Os cúmplices
Independentemente do que se pense sobre o desejo e o direito da Ucrânia aderir à NATO e à União Europeia, não é possível ignorar a responsabilidade absoluta e exclusiva da Rússia na forma como tem atacado civis ucranianos. E é necessário exigir a sua condenação inequívoca, por uma questão de clareza.
Embora seja estranho não reconhecer a autonomia de países soberanos, é possível ter diferentes opiniões sobre o ocidente e a NATO (sobretudo se não for na Rússia, nem na China, onde não há assim tantas opiniões que se possam ter), mas ainda assim comungar da ideia de que até na guerra há limites. E que há uma diferença entre danos colaterais, indesejados, ou até não evitados, e o homicídio intencional e a tortura de populações civis. E não o fazer é ser cúmplice.

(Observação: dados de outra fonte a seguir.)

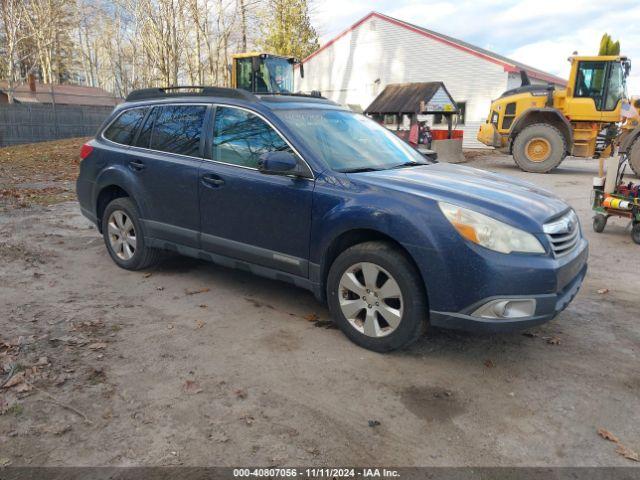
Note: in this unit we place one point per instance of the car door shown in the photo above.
(166, 158)
(245, 214)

Comecemos pela China. As expectativas quanto ao valor que a China dá à liberdade e à autonomia dos povos são tão baixas que o facto de Pequim se abster na condenação da invasão russa é considerado positivo. Podia ser pior. E, de facto, podia. Podia assumidamente preferir a Rússia. O mesmo quanto aos crimes que são violações gritantes de direitos fundamentais. Perante a tortura e o homicídio de civis, perante a recusa de corredores humanitários, a China escolhe espalhar a propaganda russa e encolher os ombros nos palcos internacionais. Pode fazê-lo. É normal que o faça, porque os regimes autoritários pensam naturalmente assim. Mas os que compreendem ou contextualizam esta posição chinesa não são brilhantes analistas, são cúmplices desta cumplicidade. A China vê exatamente o mesmo que estamos a ver. Podemos encontrar explicações ideológicas, estratégicas ou mesmo táticas, mas ao não reagir a China está a mostrar o que pensa sobre o tema. Não surpreende, mas isso não é menos grave. Pelo contrário. Só mostra o que sabemos da China e que tantas vezes escolhemos ignorar.

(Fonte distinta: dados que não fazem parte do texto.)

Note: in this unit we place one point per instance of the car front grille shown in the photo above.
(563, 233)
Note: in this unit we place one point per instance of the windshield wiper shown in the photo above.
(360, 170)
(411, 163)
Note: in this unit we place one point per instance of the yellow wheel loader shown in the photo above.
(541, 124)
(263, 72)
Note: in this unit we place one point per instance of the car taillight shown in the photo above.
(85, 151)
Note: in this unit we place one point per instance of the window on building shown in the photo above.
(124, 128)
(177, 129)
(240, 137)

O mesmo se diga de alguns comentadores, em particular um grupo de militares na reserva profissional e sem reserva moral. Depois da tentativa de culpabilizar a Ucrânia e o ocidente por provocar a Rússia (uma espécie de teoria da responsabilidade da violada por usar minissaia), há os que se têm esforçado por dizer que não houve homicídio de civis em Bucha ou que, se houve, foram os ucranianos que mataram populares pró-russos (invocando uma teoria extraordinária de que os lenços brancos são um adereço dos russófilos e não um sinal de civis desarmados, como é sabido). E que consideram viciadas todas as reportagens de jornais e televisões de países democráticos com imprensa livre que contam histórias de tortura, de gente morta indiscriminada e injustificadamente, mas que confiam na palavra da televisão russa e das autoridades de Moscovo. E que a tudo respondem com o Batalhão Azov. Isto não é espírito crítico, nem dúvida metódica, é tomar partido. Pelo lado errado. E invocar uma autoridade de especialista para fazer propaganda.
E, por último, os partidos. Os que opinam sobre tudo, que têm posição sobre todas as guerras, mas que aqui não conseguem criticar sem acrescentar um "mas" ou um "e" para juntar alguma responsabilidade ocidental ou ucraniana à crueldade contra civis, estão intencionalmente a desvalorizar o mal absoluto.
Devia ser óbvio, mas pode-se repetir: nem todos os conflitos são complexos ou com múltiplos lados. Às vezes há Bem e Mal. E dever de escolher.
PS: O que se está a passar na China, em particular em Xangai, é um mistério. O que é que motiva as autoridades chinesas a encerrarem em casa milhões e a estrangular as exportações? Preocupação com a saúde e o bem-estar da população? Pois. Então, é o quê?